Upon carpogenic germination, the inoculum potential increases significantly and with it the risk of aerial infections; this mainly occurs at the end of the crop cycle, leading to substantial production and economic losses13. Prompted by changes in relative humidity or physical disturbance of the apothecium, S. sclerotiorum releases ascospores by ‘puffing’, i.e. the simultaneous and forceful discharge of large numbers of asci6. Under optimal field conditions, ascospores can thus be released continuously, at a rate of 1600 spores/h, for more than 10 days, and some can be carried several kilometers on wind currents2,9. This mode of dissemination hampers control strategies in the productive systems of the region, which are characterized by small-scale horticultural orchards with different species susceptible to S. sclerotiorum rot. Thus, it is crucial to closely monitor early signs of infection to implement adequate preventive and integrative control practices13.

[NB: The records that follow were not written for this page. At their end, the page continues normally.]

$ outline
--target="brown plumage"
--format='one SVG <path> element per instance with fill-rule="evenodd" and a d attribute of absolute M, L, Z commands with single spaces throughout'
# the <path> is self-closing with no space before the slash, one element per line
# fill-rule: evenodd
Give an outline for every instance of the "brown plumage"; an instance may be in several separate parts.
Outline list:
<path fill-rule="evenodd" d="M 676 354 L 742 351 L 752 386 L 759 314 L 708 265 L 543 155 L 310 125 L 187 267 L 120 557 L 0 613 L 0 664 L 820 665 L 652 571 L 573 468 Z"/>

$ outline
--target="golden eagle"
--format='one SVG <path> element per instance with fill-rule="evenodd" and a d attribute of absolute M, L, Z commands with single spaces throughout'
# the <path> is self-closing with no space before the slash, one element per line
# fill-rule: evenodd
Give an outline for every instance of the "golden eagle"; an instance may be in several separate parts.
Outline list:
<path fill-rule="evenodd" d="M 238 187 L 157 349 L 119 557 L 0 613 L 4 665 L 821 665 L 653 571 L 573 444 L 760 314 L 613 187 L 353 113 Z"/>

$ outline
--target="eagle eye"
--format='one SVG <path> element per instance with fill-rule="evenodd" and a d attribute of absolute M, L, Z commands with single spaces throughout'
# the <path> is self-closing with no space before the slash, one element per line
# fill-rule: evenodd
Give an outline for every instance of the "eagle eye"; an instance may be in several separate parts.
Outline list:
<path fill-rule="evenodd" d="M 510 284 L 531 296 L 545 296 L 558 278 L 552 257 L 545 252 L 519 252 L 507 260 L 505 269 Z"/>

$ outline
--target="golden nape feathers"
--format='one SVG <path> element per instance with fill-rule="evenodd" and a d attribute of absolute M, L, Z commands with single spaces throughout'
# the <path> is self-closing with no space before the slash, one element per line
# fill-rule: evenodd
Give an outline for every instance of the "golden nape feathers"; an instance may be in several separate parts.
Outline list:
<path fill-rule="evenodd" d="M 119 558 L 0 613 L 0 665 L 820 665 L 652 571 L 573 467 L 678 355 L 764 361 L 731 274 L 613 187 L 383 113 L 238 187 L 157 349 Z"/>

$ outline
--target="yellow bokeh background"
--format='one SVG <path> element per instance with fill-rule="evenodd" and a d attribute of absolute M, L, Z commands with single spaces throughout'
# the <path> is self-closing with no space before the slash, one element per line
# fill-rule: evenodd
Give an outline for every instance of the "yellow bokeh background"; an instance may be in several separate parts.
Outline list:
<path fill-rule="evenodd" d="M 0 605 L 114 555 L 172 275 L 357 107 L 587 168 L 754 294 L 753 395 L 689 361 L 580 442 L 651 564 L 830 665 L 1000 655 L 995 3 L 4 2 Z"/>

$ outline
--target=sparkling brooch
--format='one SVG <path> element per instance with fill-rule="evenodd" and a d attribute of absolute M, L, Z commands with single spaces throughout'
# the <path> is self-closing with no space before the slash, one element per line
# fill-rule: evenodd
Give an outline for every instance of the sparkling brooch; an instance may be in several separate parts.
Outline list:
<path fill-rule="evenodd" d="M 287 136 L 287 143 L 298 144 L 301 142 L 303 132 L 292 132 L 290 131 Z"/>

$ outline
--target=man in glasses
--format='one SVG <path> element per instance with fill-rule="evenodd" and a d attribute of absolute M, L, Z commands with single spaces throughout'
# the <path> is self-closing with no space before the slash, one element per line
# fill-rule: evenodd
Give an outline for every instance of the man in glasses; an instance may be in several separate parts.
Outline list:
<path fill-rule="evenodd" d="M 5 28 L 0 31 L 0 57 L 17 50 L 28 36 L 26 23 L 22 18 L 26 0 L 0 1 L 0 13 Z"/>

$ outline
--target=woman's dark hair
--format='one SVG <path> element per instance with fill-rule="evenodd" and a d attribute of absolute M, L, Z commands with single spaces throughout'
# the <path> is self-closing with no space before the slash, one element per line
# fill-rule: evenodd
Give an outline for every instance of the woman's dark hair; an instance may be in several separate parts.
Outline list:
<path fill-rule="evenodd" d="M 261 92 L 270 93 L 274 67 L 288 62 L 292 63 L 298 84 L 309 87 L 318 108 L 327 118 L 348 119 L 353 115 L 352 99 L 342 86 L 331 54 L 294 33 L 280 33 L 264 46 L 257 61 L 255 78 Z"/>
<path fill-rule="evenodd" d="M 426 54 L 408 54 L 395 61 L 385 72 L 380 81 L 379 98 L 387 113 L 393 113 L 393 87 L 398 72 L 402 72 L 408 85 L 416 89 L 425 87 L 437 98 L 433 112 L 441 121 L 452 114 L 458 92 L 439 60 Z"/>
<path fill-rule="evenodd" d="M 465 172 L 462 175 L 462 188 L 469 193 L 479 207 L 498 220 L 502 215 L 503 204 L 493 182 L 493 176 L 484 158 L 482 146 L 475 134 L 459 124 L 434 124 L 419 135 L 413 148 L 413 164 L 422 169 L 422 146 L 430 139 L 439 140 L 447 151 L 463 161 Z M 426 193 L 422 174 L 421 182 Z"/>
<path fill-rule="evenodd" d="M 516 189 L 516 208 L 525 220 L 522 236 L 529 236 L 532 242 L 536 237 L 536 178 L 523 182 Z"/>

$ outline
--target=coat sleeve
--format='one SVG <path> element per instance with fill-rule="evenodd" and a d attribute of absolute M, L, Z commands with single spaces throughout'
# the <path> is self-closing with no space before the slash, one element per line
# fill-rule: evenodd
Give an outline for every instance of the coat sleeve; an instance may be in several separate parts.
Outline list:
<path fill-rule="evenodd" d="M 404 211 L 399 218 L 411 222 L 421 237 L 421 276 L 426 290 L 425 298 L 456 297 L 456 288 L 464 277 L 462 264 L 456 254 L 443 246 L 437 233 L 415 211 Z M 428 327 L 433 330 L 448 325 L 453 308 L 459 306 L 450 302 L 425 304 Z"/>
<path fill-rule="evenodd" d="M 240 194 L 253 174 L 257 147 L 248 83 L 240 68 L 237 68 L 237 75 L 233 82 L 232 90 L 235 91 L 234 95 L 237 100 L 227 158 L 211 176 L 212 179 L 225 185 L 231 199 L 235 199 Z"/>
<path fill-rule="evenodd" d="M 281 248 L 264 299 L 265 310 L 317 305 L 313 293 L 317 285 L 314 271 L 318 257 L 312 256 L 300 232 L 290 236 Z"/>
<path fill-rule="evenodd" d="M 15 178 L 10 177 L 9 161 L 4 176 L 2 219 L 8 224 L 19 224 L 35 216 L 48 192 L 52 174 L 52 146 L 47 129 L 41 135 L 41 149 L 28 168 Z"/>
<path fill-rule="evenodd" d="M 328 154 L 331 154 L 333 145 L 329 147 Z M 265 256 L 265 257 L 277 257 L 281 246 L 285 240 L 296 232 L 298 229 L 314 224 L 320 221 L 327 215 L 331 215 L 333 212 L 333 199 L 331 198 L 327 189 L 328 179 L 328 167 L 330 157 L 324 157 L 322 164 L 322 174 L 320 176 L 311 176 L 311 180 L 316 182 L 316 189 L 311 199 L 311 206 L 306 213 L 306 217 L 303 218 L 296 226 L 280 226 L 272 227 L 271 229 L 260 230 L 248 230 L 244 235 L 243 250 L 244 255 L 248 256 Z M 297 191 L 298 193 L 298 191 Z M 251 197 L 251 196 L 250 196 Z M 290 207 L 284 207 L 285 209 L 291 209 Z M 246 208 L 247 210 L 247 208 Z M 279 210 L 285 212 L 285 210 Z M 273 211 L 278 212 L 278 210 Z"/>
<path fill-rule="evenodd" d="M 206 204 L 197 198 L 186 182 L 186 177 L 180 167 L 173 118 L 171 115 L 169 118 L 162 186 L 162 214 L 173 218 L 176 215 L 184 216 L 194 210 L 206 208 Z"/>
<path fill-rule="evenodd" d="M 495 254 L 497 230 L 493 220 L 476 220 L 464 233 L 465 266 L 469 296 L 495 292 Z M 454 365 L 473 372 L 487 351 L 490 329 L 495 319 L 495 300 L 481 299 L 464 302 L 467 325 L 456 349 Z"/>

To our knowledge, this is the first report of carpogenic germination of sclerotia from S. sclerotiorum in Brassica oleracea var. gemmifera in the Alto Valle de Rio Negro and Neuquen, Argentina. These data underscore an alternative form of dissemination for S. sclerotiorum that might significantly increase the incidence of the disease in various horticultural crops of economic significance. Therefore, meiotic sporulation (ascospore production) and subsequent aerial dissemination must be considered in the implementation of control methods for S. sclerotiorum rot.